Reconstruire Mayotte : la loi d’urgence adoptée par les députés
D’abord validée en commission, la loi d’urgence pour reconstruire Mayotte, a été adoptée à l’Assemblée nationale, avec 446 voix pour, et seulement deux contre. Le texte propose tout un attirail de solutions pour, à court-terme, panser les plaies de l’archipel ultramarin ravagé par le cyclone Chido.
Il doit ainsi « permettre la mise en œuvre très rapide de mesures urgentes pour faciliter l'hébergement et l'accompagnement de la population », avait exposé Manuel Valls, ministre des Outre-mer, à l’ouverture des débats.
Impliquer davantage les entreprises mahoraises dans les chantiers
Dans le détail, le projet législatif prévoit une dérogation aux règles d’urbanisme pendant deux ans, comme des mesures financières et sociales.

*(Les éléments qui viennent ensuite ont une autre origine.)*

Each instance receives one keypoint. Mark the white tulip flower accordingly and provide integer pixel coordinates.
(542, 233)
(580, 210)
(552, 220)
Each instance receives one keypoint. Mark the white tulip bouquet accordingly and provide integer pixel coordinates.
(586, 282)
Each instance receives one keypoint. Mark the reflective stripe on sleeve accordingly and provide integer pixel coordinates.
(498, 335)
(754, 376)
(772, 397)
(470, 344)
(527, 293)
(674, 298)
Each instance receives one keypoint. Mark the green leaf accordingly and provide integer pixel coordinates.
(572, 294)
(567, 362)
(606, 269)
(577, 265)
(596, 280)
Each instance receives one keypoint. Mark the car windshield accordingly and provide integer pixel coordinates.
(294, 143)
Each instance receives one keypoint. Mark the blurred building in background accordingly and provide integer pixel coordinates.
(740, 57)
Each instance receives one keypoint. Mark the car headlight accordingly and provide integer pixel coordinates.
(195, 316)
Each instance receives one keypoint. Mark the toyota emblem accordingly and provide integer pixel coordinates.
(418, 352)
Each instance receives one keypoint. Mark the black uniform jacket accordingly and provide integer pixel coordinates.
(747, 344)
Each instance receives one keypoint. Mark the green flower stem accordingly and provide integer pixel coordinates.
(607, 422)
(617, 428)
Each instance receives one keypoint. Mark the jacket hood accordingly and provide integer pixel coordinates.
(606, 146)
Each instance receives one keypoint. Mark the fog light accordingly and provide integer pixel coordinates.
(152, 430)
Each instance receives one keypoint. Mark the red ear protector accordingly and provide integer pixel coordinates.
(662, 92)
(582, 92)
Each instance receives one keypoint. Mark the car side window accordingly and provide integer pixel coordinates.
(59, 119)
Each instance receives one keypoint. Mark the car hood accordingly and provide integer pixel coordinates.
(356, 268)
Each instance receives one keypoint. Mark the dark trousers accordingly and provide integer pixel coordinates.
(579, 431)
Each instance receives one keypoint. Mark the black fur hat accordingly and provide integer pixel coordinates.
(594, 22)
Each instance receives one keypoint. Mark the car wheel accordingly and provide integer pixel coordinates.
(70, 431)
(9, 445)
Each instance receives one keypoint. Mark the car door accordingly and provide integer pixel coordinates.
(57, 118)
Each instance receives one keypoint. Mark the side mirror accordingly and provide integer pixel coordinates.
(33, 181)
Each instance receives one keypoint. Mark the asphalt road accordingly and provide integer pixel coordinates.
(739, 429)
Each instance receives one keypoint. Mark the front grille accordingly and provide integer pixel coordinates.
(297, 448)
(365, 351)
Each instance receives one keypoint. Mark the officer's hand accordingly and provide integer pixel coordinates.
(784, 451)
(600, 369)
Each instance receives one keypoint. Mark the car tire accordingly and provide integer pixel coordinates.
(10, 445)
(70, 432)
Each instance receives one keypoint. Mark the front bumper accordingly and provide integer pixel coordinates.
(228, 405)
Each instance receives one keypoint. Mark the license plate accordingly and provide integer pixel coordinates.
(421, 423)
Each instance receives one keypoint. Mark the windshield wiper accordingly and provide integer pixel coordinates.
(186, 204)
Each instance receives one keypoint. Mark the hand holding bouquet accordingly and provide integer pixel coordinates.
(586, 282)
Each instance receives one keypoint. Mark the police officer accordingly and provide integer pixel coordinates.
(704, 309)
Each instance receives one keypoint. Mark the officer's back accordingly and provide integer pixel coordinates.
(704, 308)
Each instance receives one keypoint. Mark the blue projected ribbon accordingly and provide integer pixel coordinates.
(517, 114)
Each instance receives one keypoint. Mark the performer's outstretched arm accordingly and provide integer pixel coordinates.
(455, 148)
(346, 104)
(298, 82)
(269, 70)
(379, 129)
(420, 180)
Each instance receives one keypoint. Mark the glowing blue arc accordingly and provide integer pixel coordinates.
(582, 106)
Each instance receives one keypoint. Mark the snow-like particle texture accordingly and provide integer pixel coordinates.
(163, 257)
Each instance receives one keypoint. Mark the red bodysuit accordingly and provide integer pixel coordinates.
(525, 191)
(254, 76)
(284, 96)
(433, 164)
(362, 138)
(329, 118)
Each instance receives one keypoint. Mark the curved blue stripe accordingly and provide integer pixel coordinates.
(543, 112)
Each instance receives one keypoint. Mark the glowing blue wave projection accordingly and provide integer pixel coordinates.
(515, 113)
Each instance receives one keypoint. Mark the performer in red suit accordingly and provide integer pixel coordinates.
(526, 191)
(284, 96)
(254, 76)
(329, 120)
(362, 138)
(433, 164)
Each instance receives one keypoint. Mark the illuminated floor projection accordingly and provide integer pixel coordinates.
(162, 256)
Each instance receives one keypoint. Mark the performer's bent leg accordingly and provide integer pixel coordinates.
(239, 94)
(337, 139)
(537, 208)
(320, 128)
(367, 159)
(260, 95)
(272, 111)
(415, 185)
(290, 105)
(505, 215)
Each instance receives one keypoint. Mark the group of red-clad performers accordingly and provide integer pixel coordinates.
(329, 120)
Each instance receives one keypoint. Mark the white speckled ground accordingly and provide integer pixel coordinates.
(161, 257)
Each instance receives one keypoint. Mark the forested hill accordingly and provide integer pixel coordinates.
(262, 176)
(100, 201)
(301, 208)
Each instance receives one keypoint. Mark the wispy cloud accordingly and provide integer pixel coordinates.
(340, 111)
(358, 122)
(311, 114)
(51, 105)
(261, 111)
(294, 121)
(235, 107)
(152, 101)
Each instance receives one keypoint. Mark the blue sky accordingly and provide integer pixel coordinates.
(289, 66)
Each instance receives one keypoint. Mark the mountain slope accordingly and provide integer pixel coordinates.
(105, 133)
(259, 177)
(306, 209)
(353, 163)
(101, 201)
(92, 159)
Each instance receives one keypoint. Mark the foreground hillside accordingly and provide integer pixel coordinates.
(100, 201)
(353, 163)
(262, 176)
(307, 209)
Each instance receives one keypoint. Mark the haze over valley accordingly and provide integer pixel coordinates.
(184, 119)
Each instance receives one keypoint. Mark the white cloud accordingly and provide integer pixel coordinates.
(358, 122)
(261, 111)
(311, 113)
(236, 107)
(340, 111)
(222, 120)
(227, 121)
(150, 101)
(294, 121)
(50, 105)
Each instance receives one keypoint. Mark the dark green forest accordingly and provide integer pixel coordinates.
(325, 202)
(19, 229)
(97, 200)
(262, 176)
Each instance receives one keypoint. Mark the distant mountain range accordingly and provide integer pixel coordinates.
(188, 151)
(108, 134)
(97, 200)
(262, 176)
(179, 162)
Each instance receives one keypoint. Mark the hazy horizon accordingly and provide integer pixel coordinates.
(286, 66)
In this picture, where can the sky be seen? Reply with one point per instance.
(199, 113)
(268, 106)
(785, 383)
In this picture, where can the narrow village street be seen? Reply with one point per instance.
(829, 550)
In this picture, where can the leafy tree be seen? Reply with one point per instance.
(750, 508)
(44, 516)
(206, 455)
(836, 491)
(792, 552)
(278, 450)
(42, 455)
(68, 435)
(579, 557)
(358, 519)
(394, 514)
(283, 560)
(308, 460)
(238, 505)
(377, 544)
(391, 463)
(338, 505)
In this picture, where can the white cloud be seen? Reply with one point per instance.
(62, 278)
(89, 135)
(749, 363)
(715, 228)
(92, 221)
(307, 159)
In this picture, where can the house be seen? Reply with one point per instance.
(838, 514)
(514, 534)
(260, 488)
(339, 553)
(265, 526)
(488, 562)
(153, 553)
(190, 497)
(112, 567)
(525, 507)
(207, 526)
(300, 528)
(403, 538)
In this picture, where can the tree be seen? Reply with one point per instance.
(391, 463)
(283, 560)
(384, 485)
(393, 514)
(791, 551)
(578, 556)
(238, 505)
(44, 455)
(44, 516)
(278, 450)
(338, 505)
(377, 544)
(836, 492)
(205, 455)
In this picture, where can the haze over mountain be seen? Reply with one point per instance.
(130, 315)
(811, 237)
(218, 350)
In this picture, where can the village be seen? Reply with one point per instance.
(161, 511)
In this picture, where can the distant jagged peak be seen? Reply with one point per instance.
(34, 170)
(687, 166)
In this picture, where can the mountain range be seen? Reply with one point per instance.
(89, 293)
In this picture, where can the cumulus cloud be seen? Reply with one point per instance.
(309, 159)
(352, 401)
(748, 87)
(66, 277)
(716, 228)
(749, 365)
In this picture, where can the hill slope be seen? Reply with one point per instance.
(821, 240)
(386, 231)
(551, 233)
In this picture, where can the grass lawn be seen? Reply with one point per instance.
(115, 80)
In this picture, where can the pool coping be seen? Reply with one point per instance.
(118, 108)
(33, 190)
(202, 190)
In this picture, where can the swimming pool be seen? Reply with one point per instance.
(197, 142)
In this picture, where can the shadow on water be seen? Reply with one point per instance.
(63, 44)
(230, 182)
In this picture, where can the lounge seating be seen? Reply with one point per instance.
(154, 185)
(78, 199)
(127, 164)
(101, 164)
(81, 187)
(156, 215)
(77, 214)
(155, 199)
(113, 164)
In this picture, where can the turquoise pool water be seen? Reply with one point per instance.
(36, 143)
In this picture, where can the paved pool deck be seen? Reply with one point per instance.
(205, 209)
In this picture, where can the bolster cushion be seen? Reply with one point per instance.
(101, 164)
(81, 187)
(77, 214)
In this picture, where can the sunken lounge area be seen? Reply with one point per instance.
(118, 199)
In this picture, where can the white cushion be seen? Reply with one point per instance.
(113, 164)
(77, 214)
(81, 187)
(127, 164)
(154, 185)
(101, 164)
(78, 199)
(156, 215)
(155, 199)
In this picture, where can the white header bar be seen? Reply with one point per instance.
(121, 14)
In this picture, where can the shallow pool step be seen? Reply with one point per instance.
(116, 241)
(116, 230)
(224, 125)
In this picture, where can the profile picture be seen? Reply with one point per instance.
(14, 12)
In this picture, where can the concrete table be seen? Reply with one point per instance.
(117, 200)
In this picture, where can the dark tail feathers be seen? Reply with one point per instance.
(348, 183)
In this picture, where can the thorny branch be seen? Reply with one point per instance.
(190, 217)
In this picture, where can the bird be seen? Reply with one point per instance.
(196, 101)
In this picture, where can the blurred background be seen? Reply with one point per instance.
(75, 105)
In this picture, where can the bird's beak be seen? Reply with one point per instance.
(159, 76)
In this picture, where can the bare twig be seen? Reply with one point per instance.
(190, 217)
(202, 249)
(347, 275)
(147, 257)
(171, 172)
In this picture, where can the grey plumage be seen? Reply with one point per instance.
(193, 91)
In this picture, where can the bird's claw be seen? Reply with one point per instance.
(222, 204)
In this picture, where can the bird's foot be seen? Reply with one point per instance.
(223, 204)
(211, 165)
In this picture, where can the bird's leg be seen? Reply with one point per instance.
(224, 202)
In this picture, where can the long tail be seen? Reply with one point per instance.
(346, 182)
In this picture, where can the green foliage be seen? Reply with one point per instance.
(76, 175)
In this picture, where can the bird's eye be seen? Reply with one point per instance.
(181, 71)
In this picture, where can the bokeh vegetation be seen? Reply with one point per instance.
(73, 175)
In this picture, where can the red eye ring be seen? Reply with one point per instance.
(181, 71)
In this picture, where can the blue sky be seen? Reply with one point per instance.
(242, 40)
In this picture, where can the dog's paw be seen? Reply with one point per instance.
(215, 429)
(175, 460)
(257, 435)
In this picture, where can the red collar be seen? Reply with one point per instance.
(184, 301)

Par exemple, dans le but d’encourager les dons des particuliers à la reconstruction du département mahorais, le montant maximal de dons éligible à une réduction fiscale majorée à 75 % a été relevée de 1 000 à 3 000 euros.
Des amendements visent à soutenir la participation des entreprises locales mahoraises dans ce chantier de reconstruction. Un tiers des marchés publics devrait être réservé aux PME locales. Dans une interview, l’architecte Hubert Philouze nous évoquait une présence des majors des BTP sur le territoire et la nécessité de former davantage de main d’oeuvre, pour reconstruire l’archipel à plus long terme. D’ailleurs, dans ce sens, la loi d’urgence sera complétée par une loi programme en mars.
« Malgré les imperfections, l'aveuglement et la déconnexion apparente, nous ne pouvons pas rester les bras croisés devant le drame humain qui affecte Mayotte », a déclaré Anchya Bamana, députée (RN), de la seconde circonscription de Mayotte, en déplorant l’absence de mesure sur l’immigration dans la loi d’urgence, alors que le sujet doit être abordé dans la loi programme. Les députés de droite et d’extrême-droite ont déposé des amendements sur ce sujet, mais qui ont été rejetés, jugés hors sujet en vertu de l'article 45 de la Constitution.
Les députés écologistes ont été pour leur part ulcérés par des mesures, dont la vente de tôle contre présentation d’un justificatif d'identité et d’un justificatif de domicile, confirmant la volonté du gouvernement à empêcher la reconstruction de bidonvilles. Voulant au départ voter pour la loi d’urgence, ce groupe a fini par s’abstenir, compte tenu de ces « scories inspirées par les obsessions xénophobes de l'extrême droite », indique la députée écologiste Dominique Voynet.
La mesure d’expropriation supprimée à l’Assemblée
C’est une des mesures du projet de loi d’urgence : faciliter l’expropriation d'emprises foncières à Mayotte, afin de débloquer des chantiers d’aménagement et de relogement.
La suppression de l’article a été validée, le 21 janvier, par la quasi-unanimité des députés (166 voix pour, une seule contre et 45 abstentions). Une décision saluée par Estelle Youssouffa, rapporteure et la députée (Liot) la 1ère circonscription du département.
Selon l’élue, « cela fait plusieurs décennies que l'État essaie de mettre la main sur le foncier » dans l'archipel, et « le but de cet article était vraiment de pouvoir exproprier à Mayotte pour construire n'importe quoi et mener à bien des projets qui n'ont rien à voir avec le cyclone ».
Manuel Valls s’est défendu de ces déclarations, et a estimé cette disposition nécessaire pour répondre aux spécificités locales, rendant « quasi impossible » l’identification des propriétaires de certains terrains.
« Beaucoup de Mahorais ont poursuivi les transmissions informelles de biens de façon tout à fait légale mais intraçable pour les pouvoirs publics », a soutenu le ministre. D’autant que le gouvernement n’entend pas « exproprier ou occuper les terrains sans indemniser », mais empêcher d’ « être bloqué par l'identification définitive des propriétaires qui peut demander plusieurs années avant de pouvoir lancer des opérations ».
Après cette adoption par les députés, la loi d’urgence doit être examinée en séance publique au Sénat le 3 février.